12/03/2012
NEWS STORY
McLaren expect to win races in 2012, according to team boss Martin Whitmarsh. After a winter in which the Woking based squad has looked competitive, the team is buoyant heading in to the opening race of the season.
"We should be expecting to win races this year," said Whitmarsh in the latest Vodafone McLaren Mercedes phone in. "The bad news is it doesn't look like we're dominant. The good news is - and not just for us but for the sport - nobody else looks like they're dominant!"
A more positive pre-season is in contrast to the team's fortunes last year, which saw it arrive in Australia without having completed a full race distance. It's a memory fresh in Whitmarsh's mind, though he remains weary of reading too much in to testing times.

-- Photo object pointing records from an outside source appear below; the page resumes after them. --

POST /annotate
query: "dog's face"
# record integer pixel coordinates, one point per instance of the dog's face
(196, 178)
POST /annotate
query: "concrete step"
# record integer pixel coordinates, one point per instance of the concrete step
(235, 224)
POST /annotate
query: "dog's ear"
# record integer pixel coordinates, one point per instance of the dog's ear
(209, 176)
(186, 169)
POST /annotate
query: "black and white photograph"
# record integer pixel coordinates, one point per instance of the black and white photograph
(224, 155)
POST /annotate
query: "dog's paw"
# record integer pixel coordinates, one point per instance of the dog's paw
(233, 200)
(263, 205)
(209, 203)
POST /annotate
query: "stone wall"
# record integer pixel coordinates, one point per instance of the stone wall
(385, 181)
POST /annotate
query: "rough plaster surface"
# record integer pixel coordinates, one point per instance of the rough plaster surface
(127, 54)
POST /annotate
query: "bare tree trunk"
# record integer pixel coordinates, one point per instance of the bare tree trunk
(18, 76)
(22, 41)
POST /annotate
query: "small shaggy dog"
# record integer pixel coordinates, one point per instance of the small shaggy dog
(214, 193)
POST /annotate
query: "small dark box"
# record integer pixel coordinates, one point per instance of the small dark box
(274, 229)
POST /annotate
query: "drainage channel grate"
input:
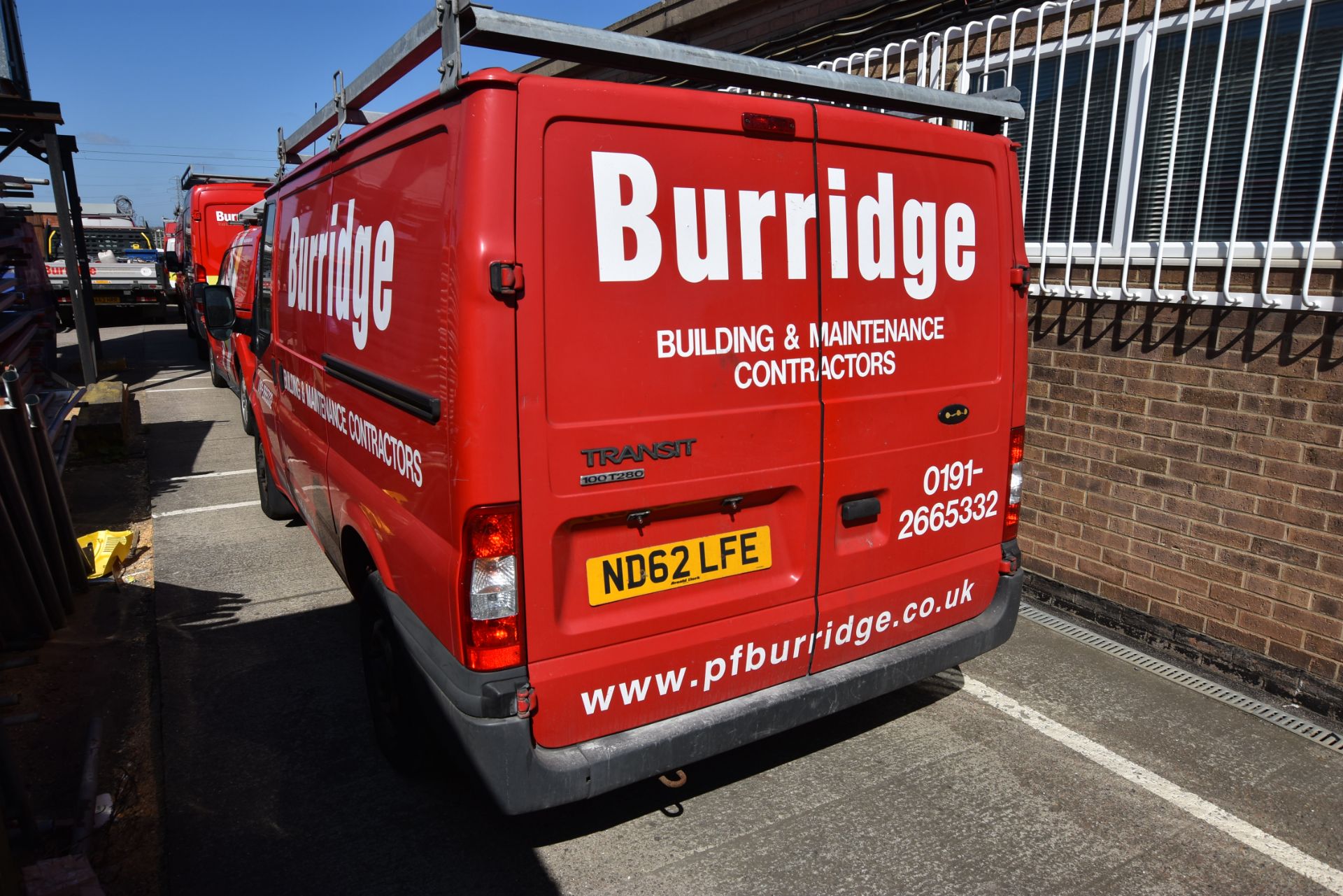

"We all know and we all say at this time of year that fuel loads, tyre programmes and test programmes interfere with the ability of the teams to be able to judge relative performance," he explained. "(The) long runs and race simulations that some of the teams do give a better, fairer, indication rather than the headline times at the end of each day.
Yet while confident of the team's place at the front of the field, he was less certain when discussing matters at the other end. Formula One boss Bernie Ecclestone last week suggested customers cars once again be looked in to, a point Whitmarsh seemed unable to make his mind up on.
"Philosophically we're not sure customer cars are the right thing for the sport," he initially said. "An interesting characteristic of Formula One and one of the features which differentiates it from other varieties of motor sport is having teams that have constructed and are responsible for developing their vehicles and having the variety that flows from that."
However in the next breath he changed his tune. "If the regulations allowed it then we'd obviously have to look at it... We've got to be aware of the challenge in Formula One at the moment. There are a lot of financial challenges in our sport and it might one day become necessary to either allow some of the small teams to survive, to allow new entrants, for there to be some form of customer car.
"We should be careful here," he warned. "Some teams might find it attractive but the middle order teams - maybe the Williams', the Lotus', and Force Indias and the like - maybe it's a threat to their structure.
"It depends how we position them; whether they're one year old cars, current cars, what level of performance they're allowed etc. Everybody's got to keep an open mind. We need twenty-ish cars, we'd like them to be all relatively competitive, to put a show on in Formula One. We may have to resort to a variety of antics in the future in order to achieve that."
McLaren was linked with a customer car deal with the failed Prodrive Formula One bid ahead of the 2010 season. Regulations had initially allowed customer cars and had provisions for a budget cap, before being scrapped at the last moment. Of the four successful candidates only three ever made the grid, none has scored a point and only one managed to get its car ready for pre-season testing this year.